Tymczasem waluty krajów regionu wciąż topnieją, a banki centralne nie chcą interweniować, bojąc się, że rezerwy walutowe są zbyt szczupłe. - Oczekujemy drugiej fali krajów pukających do drzwi MFW - mówi w "New York Timesie" szef funduszu Dominik Strauss-Kahn.
Szef Banku Światowego Robert Zoellick twierdzi, że to UE powinna przejąć główną rolę we wspieraniu krajów regionu. Na razie jednak UE nie podjęła żadnej decyzji.

Na łamach "New York Timesa" prof. Rogoff ostrzega, że krach systemu finansowego krajów naszego regionu wywoła efekt domina. - Rynki finansowe są połączone, kryzys finansowy w krajach Europy Środkowej wywoła efekt kuli śniegowej i będzie miał wpływ negatywny np. na obligacje Nowego Jorku. Wiele amerykańskich i zachodnioeuropejskich banków zainwestowało w środkowej Europie. Masowe bankructwa firm w regionie będą miały katastrofalny wpływ na ich bilanse. - Niechęć do ryzyka rozprzestrzeni się na cały świat - mówi Rogoff. Inwestorzy zaczną wyprzedawać także akcje amerykańskich firm, żeby powetować sobie straty.

"Wall Street Journal" poświęca duży artykuł wyłącznie Polsce. "Polska gospodarka jest silniejsza niż rozchwiane Łotwa czy Rumunia.
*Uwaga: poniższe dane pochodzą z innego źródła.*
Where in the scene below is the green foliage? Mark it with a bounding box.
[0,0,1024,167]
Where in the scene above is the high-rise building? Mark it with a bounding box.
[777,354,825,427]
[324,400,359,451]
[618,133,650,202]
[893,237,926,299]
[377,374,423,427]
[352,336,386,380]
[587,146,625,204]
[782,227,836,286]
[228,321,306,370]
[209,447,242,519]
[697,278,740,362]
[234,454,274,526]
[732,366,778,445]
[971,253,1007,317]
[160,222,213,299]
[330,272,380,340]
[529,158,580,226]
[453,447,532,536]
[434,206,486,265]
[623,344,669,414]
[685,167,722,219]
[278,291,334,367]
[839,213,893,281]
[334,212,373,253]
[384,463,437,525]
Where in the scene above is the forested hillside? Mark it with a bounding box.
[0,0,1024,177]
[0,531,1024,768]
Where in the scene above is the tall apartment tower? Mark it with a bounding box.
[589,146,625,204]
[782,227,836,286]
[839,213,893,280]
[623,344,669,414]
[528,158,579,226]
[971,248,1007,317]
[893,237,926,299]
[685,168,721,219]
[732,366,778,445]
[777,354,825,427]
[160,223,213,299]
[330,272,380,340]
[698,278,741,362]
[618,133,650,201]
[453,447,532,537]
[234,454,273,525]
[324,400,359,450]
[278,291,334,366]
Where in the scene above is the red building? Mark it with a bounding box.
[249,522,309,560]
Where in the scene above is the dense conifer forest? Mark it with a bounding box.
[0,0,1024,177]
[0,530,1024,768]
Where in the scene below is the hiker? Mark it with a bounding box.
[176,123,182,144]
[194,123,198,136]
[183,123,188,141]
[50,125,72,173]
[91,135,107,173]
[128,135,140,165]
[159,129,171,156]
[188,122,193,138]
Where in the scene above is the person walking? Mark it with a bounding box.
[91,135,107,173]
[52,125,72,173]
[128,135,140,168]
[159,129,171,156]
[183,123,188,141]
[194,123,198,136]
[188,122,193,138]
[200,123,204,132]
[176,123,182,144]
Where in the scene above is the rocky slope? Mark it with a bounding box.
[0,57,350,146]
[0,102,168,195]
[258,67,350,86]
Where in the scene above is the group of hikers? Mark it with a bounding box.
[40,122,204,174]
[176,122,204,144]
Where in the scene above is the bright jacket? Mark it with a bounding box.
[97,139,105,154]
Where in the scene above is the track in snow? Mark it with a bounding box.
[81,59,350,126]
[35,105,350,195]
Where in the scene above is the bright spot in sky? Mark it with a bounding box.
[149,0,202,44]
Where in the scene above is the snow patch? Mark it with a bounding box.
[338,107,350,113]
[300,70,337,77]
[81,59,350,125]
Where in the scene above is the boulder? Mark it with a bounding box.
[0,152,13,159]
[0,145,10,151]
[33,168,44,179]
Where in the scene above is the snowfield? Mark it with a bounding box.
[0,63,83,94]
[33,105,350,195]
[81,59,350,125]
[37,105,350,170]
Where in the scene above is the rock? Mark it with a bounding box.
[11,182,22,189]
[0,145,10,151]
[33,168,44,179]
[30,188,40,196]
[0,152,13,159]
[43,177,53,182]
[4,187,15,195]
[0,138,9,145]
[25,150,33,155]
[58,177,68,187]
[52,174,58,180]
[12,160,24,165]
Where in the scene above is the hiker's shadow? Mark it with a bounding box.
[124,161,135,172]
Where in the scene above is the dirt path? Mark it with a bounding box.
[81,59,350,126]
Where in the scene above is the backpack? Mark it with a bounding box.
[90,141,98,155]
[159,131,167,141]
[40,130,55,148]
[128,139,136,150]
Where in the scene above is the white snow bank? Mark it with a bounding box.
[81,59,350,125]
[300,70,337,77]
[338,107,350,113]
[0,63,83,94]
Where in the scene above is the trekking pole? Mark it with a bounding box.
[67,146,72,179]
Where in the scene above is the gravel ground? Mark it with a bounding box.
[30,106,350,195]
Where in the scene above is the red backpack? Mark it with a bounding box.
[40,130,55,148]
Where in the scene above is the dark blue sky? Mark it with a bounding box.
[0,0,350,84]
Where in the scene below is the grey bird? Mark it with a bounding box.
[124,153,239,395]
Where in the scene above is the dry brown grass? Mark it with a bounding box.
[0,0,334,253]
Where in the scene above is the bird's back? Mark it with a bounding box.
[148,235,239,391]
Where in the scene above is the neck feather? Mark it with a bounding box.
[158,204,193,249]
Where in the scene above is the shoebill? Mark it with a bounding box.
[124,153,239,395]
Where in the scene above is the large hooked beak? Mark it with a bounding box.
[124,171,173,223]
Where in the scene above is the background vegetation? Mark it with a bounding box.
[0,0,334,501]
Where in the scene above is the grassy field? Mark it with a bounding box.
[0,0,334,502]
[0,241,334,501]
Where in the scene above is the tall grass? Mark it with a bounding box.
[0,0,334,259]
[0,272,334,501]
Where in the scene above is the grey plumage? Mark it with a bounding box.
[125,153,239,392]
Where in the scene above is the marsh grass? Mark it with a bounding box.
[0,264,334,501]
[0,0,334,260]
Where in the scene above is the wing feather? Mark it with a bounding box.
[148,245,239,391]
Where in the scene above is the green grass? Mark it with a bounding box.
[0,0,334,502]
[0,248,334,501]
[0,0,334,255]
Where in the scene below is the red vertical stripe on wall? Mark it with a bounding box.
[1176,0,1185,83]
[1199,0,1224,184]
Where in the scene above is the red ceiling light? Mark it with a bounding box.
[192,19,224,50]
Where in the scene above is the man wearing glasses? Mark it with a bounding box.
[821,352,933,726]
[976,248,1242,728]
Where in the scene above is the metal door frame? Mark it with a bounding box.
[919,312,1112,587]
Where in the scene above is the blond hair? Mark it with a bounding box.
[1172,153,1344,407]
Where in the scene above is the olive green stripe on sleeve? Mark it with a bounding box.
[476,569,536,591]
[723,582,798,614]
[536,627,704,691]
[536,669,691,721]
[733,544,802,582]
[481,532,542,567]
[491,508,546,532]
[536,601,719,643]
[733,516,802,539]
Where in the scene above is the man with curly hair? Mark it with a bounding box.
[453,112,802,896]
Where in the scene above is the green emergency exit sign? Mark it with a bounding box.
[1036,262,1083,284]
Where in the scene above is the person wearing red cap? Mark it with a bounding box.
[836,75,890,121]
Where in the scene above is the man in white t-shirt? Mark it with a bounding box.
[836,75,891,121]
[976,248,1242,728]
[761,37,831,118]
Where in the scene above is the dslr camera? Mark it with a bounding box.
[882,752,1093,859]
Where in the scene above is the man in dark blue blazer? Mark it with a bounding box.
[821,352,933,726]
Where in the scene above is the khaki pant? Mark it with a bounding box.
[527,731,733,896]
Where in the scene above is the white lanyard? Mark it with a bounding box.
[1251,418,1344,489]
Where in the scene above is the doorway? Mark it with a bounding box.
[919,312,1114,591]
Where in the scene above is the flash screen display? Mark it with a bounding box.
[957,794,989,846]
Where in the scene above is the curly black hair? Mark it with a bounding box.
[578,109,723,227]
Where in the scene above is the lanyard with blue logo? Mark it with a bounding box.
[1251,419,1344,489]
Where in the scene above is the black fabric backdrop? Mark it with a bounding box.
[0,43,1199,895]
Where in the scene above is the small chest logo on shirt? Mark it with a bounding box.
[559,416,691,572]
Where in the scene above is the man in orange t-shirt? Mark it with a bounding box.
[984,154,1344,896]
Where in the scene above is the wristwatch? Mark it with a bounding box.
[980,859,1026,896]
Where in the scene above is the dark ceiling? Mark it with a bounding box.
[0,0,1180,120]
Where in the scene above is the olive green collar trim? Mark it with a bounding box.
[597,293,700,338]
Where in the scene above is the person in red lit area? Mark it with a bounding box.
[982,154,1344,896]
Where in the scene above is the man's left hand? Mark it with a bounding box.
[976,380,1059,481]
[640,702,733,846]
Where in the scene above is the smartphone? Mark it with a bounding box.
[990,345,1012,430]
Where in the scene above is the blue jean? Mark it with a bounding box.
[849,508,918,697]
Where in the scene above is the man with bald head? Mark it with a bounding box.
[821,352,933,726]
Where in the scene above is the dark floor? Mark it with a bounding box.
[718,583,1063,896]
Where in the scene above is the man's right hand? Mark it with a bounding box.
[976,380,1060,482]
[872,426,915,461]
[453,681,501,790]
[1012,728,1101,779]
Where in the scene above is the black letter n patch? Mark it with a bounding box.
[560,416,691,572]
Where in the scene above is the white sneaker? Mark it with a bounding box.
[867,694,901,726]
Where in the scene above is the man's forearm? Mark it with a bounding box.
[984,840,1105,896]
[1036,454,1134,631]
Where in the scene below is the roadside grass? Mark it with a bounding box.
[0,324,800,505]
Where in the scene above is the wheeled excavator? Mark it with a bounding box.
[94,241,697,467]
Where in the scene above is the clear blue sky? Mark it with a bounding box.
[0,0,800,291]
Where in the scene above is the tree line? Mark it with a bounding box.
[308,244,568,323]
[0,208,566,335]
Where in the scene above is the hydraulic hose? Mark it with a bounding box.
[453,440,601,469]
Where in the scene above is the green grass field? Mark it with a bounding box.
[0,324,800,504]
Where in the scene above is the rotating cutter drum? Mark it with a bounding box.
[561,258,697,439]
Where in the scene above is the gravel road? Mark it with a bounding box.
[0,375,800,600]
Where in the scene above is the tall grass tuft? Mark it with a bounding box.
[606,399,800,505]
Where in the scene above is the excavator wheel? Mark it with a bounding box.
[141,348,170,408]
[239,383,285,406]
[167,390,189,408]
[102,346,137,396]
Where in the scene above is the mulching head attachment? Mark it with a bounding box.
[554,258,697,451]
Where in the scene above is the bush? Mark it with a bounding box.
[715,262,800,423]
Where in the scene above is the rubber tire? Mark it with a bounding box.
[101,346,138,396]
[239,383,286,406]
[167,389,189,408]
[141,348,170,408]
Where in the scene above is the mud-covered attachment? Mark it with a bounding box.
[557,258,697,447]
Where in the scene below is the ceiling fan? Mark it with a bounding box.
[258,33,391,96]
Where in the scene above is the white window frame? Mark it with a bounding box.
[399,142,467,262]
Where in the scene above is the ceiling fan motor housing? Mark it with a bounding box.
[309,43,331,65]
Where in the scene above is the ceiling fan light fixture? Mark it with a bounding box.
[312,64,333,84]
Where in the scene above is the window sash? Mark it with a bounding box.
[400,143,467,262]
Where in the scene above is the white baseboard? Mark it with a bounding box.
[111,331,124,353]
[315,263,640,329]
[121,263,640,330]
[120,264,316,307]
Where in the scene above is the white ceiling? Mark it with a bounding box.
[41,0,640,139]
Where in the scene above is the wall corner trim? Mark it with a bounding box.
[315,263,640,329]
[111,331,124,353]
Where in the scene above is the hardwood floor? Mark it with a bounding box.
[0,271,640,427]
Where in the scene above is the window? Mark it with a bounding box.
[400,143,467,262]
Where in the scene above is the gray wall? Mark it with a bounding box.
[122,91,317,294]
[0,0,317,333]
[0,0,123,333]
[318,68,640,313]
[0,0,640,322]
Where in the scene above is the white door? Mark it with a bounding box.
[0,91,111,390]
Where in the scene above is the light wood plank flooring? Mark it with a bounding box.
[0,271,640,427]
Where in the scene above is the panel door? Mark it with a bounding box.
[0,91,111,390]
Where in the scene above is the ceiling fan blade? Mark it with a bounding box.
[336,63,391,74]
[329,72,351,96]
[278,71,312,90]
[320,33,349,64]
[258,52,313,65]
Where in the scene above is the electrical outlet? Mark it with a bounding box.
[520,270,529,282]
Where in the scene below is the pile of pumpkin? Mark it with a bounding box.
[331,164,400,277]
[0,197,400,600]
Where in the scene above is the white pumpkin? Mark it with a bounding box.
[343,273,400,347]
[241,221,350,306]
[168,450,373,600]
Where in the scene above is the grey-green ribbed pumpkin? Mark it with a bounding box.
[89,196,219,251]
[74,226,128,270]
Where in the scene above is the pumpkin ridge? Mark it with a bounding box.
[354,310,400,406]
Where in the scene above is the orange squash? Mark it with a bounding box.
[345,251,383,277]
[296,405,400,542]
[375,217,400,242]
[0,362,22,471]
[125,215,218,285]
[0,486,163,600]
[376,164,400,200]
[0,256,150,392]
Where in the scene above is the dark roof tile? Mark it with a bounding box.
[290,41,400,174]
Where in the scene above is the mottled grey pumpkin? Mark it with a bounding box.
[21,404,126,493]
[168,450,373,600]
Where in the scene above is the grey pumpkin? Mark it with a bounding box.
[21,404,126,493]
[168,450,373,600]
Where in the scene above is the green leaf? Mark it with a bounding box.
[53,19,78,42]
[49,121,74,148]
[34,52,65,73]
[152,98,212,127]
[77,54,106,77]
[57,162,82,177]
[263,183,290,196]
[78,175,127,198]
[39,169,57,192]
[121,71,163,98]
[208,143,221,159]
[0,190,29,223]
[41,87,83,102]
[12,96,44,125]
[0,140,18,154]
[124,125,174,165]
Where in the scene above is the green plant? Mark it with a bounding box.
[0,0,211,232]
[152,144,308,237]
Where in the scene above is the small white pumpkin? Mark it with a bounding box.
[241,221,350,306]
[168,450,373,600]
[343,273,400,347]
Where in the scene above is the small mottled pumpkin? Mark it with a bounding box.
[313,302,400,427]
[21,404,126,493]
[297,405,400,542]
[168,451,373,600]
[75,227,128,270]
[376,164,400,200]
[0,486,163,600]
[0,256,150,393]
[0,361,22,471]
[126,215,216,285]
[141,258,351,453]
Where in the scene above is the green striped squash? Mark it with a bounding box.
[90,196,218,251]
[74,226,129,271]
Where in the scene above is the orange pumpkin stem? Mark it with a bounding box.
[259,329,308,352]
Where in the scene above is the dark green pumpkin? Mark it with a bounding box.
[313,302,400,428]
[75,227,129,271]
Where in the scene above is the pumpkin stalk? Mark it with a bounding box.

Ale panika na rynku dotyka także mocniejsze gospodarki, takie jak Polska". Prof. Simon Johnson, jeszcze jeden weteran MFW, dziś wykładowca Massachusetts Institute of Technology, twierdzi na łamach "NYT", że dzisiejszy kryzys coraz bardziej przypomina ten z lat 1929-33. Dotyczy to zwłaszcza Austrii, której banki bardzo mocno zaangażowały się w Europie Środkowej. Upadek wielkiego banku Creditanstalt w 1931 r. był punktem zwrotnym Wielkiego Kryzysu w Europie - twierdzi Johnson. Nie sądzę, że czeka nas powtórka takiej katastrofy, ale realny jest scenariusz japoński z lat 90., czyli "stracona dekada", minimalnego wzrostu gospodarczego zarówno dla USA, jak i Europy.